It has been a while! As always, school and work have kept me busy, therefore I only tend to post when I have worked on a commission.
During the fall, there was a surge of school fairs. I decided to donate some of my work for their silent auctions. I donated a set of ornaments to one school and a large kusudama (flower ball) to another school.
Both auction items were picked up and I am happy to say that the proceeds have gone to the schools! On top of that, I was commissioned to do a wedding commemorative for the person who won the auction for the kusudama ball.
This commemorative is for a wedding in Prince Edward Island. I truly enjoyed the challenge of encompassing the feel of a place so special to the couple. Below is the progress of the commemorative. The person who commissioned me is a lovely person and I am very glad he likes the work and most importantly appreciates origami. Thanks Don!
Part I: The Lighthouse
materials: origami paper and cardstock
As P.E.I. plays an important role in the couple's history and the location of the wedding, I wanted to incorporate that into the work. Don was very helpful in giving me information that assisted me in the direction of the piece. I found a picture of a lighthouse in P.E.I. and based the work on it.
I constructed a wooden pathway using a fan fold on an angular bridge shape I had cut out. The background was one of the harder parts. I tried for an hour to make grass, but nothing really suited. I ended up using this beautiful chiyogami pattern which resembled water and pretty flowers. It doesn't exactly give a P.E.I. feel, but it does add an extra decorated effect to the scene.
The origami lighthouse is based on the template for a lighthouse bookmark, with my own revisions. The construction lighthouse was the initial step before adding the couple.
Part II: The Bride & Groom
materials: origami paper, cardstock, chiyogami paper, washi paper and construction paper.
Don liked the direction the piece was going in and felt that the addition of the bride and groom would move the commemorative from a general representation of P.E.I. to one that linked the couple to P.E.I. I totally agreed with this and began working on the couple.

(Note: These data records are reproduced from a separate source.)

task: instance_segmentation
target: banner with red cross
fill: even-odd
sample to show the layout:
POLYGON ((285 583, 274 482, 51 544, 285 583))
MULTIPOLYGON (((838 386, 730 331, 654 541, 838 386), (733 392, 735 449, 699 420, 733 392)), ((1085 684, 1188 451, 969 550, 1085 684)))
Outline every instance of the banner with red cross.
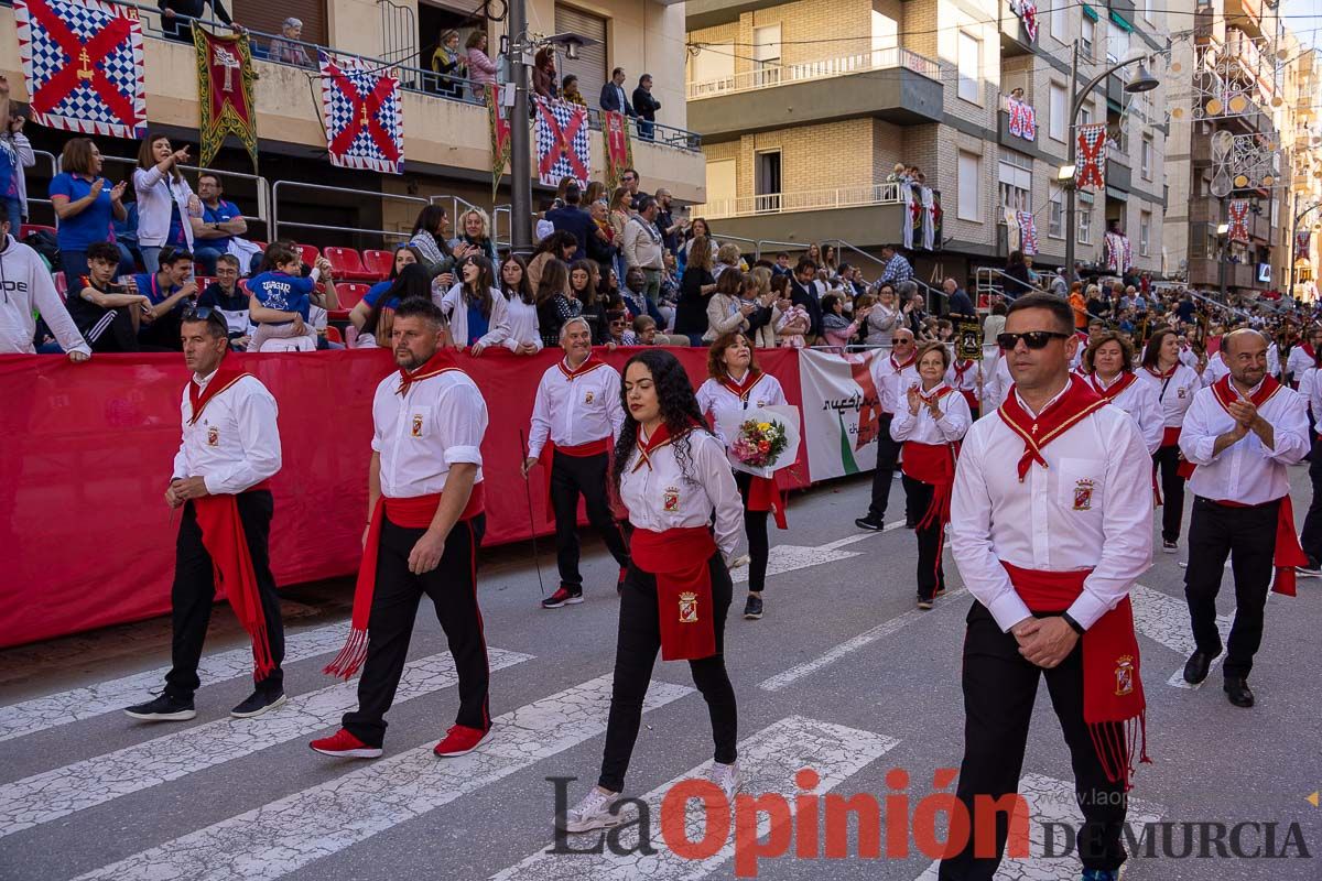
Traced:
POLYGON ((361 58, 317 53, 327 152, 340 168, 403 174, 405 124, 399 81, 361 58))
POLYGON ((1079 156, 1075 160, 1075 186, 1080 190, 1107 186, 1107 124, 1079 127, 1079 156))
POLYGON ((32 119, 79 135, 144 137, 137 9, 100 0, 15 0, 32 119))
POLYGON ((1227 235, 1235 242, 1248 242, 1248 199, 1231 199, 1225 211, 1231 227, 1227 235))
POLYGON ((587 186, 592 161, 587 137, 587 107, 537 98, 537 180, 558 186, 572 177, 587 186))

After a viewing a photo of the bride and groom-to-be, I was able to fashion the origami people to resemble them. Fortunately, Don accepted my stipulation that any people represented in the piece would be wearing some sort of kimono and reflect my style of art. I used a combination of paper materials to create the people. The wedding gown was mostly made out of a type of white textured washi paper with very thin gold ribbon embedded throughout it. The bouquet was made out of a piece of red-based chiyogami paper I had used a cherry-blossom punch on. I cut out the petals and overlapped them. I also cherry-blossom punched a piece of decorated white paper for the middle of the flower. I wrapped the bouquet in the same material as the dress.
Part III: Pop-up
This step was actually done before the bride and groom were constructed. As soon as the lighthouse was finished I decided on the position and glued it on the face of the card. After it dried, I carved the outline of the lighthouse. That way the card cut be laid flat and the lighthouse could be erected to stand or pushed into the face of the card for storage.
The bride and groom's pop-up feature differ from the lighthouse. Because I used chiyogami for the water and regular origami paper for the wooden pathway, it would be difficult to carve out the miniature features without destroying the base paper. I used a cardstock strip for each character in the form of a tab and glued it to the face of the card. The bride and groom can lay flat on the card or stand on their own (with/without) the lighthouse. Luckily the figures are primarily black and white, so the cardstock strips are the same colour and do not obviously stand out.
Part IV: Storage
Doing a card like this requires careful handling. I placed a cardboard of the same measurement to lay flat on the card, so that the pop-up features are maintained and do not get caught on the lip of the envelope. I also recommended to keep it this way when presenting it to the couple. When they open the envelope they will see a piece of cardboard and behind it the origami work.
When I presented the piece to Don, he was very careful as he opened it. I could tell he valued the work and am very happy that it was well received. I hope to update the blog with the couple's reaction when they receive it later this month.